Need help solving trigonometric equation for all values between 0 and 360 degrees

Question

I am having some problems with the two following questions. I was wondering if someone could check my work or offer some insight.

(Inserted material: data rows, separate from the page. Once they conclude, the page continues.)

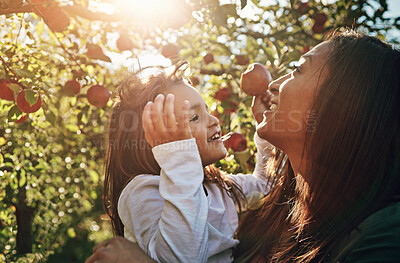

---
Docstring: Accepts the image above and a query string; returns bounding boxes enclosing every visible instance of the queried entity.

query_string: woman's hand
[251,90,273,124]
[85,236,155,263]
[142,94,192,147]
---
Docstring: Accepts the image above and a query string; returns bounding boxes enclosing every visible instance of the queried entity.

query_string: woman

Solve the equation $22\cos^4{(\theta/2)}=3$ for all positive values of ${\theta} $ between 0 and 360 degrees

My solution is:

$$\cos^4({\theta}/2)=(3/22) \\ \cos({\theta}/2)=({3/22})^{1/4} \\ -((1+ \cos{\theta)}/2)^{1/2}=({3/22})^{1/4} \\ \cos{\theta}=-(((3/22)^{1/4*2}*2)-1)\\ {\theta}=74.8$$

Values for ${\theta}=105, 195$

---

Solve the equation $\sin{\theta}=1-6 \cos{\theta}$ for all positive values of $\theta$ between 0 and 360 degrees.

My solution is:

$${\sin{\theta}}^{2}=({1-6 \cos{\theta}})^{2} \\ {\sin^2}{\theta}=1-12\cos{\theta}+36\cos^2{\theta} \\ 1-\cos^2{\theta}=1-12\cos{\theta}+36\cos^2{\theta} \\ 0=37 \cos^2{\theta}-12 \cos{\theta} \\ 0= \cos{\theta}(37 \cos{\theta}-12) \\ \cos{\theta}=0=90, 270 ~\text{deg} \\ \cos{\theta}=(12/37) \\ \theta=71.1, 289 ~\text{deg}$$

Answer 1

$$\implies\cos^2\dfrac\theta2=\sqrt{\dfrac3{22}}$$

$$\implies\cos\theta=2\cos^2\dfrac\theta2-1=\sqrt{\dfrac6{11}}-1<0$$

$$\theta=360^\circ n\pm\arccos\left(\sqrt{\dfrac6{11}}-1\right)$$

Finally, use How do I prove that $\arccos(x) + \arccos(-x)=\pi$ when $x \in [-1,1]$?